Grady John, Song Michael, Townsend Whitney, Mahmud Nadim, Tapper Elliot B, Parikh Neehar D
Department of Internal Medicine, University of Michigan, Ann Arbor, Michigan, USA.
Division of Gastroenterology and Hepatology, Department of Internal Medicine, Perelman School of Medicine, University of Pennsylvania, Philadelphia, Pennsylvania, USA.
Hepatol Commun. 2025 Mar 24;9(4). doi: 10.1097/HC9.0000000000000675. eCollection 2025 Apr 1.
Hepatic decompensation carries profound implications for patient quality of life and risk of mortality. We lack comparative data on how noninvasive tools perform in risk stratification for those with compensated cirrhosis. We performed a systematic review to assess the performance of laboratory and transient elastography-based models for predicting hepatic decompensation in patients with compensated cirrhosis.
The following databases were searched by an informationist to identify relevant studies, including adult patients with compensated cirrhosis from inception to August 2023: Medline, Embase, Scopus, Web of Science, and ClinicalTrials.gov. Title and abstract screening followed by full-text review were performed by 2 independent reviewers, and data abstraction was completed using standardized forms. Studies of patients with decompensation at baseline (defined by ascites, variceal bleeding, and HE) or any primary hepatic malignancy were excluded. The primary outcome was hepatic decompensation, as defined above. Pooled HRs were calculated using the common-effect inverse-variance model.
Forty-four full-text studies met the inclusion criteria. Across 52,589 patients, the cumulative incidence of any decompensation was 17.9% over a follow-up time of 111,401 patient years.

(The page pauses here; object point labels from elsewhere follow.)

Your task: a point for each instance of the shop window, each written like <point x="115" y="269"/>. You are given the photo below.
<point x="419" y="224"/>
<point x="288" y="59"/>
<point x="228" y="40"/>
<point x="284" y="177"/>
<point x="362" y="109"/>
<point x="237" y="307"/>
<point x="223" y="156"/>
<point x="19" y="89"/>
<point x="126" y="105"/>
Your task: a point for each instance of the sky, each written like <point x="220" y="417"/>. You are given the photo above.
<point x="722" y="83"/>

Pooled risk estimates for all-cause decompensation demonstrated that MELD (HR: 1.08; 95% CI: 1.06-1.10), albumin-bilirubin (HR: 2.13, 95% CI: 1.92-2.36), fibrosis-4 (HR: 1.04, 95% CI: 1.03-1.06), albumin-bilirubin-fibrosis-4 (HR: 1.25, 95% CI: 1.18-1.33), and liver stiffness by transient elastography (HR: 1.04; 95% CI: 1.04-1.05) predict decompensation.
Available blood and imaging-based biomarkers can risk-stratify patients for hepatic decompensation. Changes in albumin-bilirubin appear to have the highest discrimination in predicting decompensation events.
肝失代偿对患者生活质量和死亡风险具有深远影响。对于代偿期肝硬化患者,我们缺乏关于非侵入性工具在风险分层中表现的比较数据。我们进行了一项系统评价,以评估基于实验室检查和瞬时弹性成像的模型在预测代偿期肝硬化患者肝失代偿方面的性能。
由一名信息专家检索以下数据库,以识别相关研究,包括从研究开始至2023年8月的成年代偿期肝硬化患者:医学期刊数据库(Medline)、荷兰医学文摘数据库(Embase)、Scopus数据库、科学引文索引数据库(Web of Science)和美国国立医学图书馆临床试验注册库(ClinicalTrials.gov)。由2名独立评审员进行标题和摘要筛选,随后进行全文评审,并使用标准化表格完成数据提取。排除基线时存在失代偿(定义为腹水、静脉曲张出血和肝性脑病)或任何原发性肝癌的患者研究。主要结局为上述定义的肝失代偿。使用固定效应逆方差模型计算合并风险比(HR)。
44项全文研究符合纳入标准。在52589例患者中,在111401患者年的随访时间内,任何失代偿的累积发生率为17.9%。全因失代偿的合并风险估计表明,终末期肝病模型(MELD)(HR:1.08;95%置信区间:1.06 - 1.10)、白蛋白-胆红素比值(HR:2.13,95%置信区间:1.92 - 2.36)、纤维化-4指数(HR:1.04,95%置信区间:1.03 - 1.06)、白蛋白-胆红素-纤维化-4指数(HR:1.25,95%置信区间:1.18 - 1.33)以及瞬时弹性成像测定的肝脏硬度(HR:1.04;95%置信区间:1.04 - 1.05)可预测失代偿。
现有的血液和影像学生物标志物可对肝失代偿患者进行风险分层。白蛋白-胆红素比值的变化在预测失代偿事件方面似乎具有最高的辨别力。